Similar questions have been asked, for example here and here but none of the other questions can be applied to my issue. Im trying to determine and count which observations are in each node in a decision tree. However, the tree structure is coming from a data frame of trees that Im creating myself from the BART
package. Im extracting tree information from BART
package and turning it into a data frame that resembles the one shown below (i.e., df
). But I need to work with the data frame structure provided. Aside: I believe the method im using, in relation to how the trees are drawn/ordered in my data frame, is called 'depth first'.
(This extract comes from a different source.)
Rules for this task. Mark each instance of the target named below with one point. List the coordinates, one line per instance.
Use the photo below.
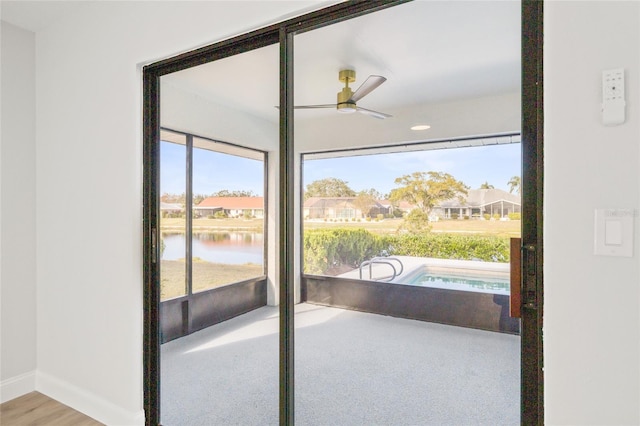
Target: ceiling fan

For example, my data frame of trees looks like this:
library(dplyr)
df <- tibble(variableName = c("x2", "x1", NA, NA, NA, "x2", NA, NA, "x5", "x4", NA, NA, "x3", NA, NA),
splitValue = c(0.542, 0.126, NA, NA, NA, 0.6547, NA, NA, 0.418, 0.234, NA, NA, 0.747, NA, NA),
treeNo = c(1,1,1,1,1,2,2,2,3,3,3,3,3,3,3))
Visually, these trees would look like:
The trees are being drawn left-first when traversing down df
. Additionally, all splits are binary splits. So each node will have 2 children.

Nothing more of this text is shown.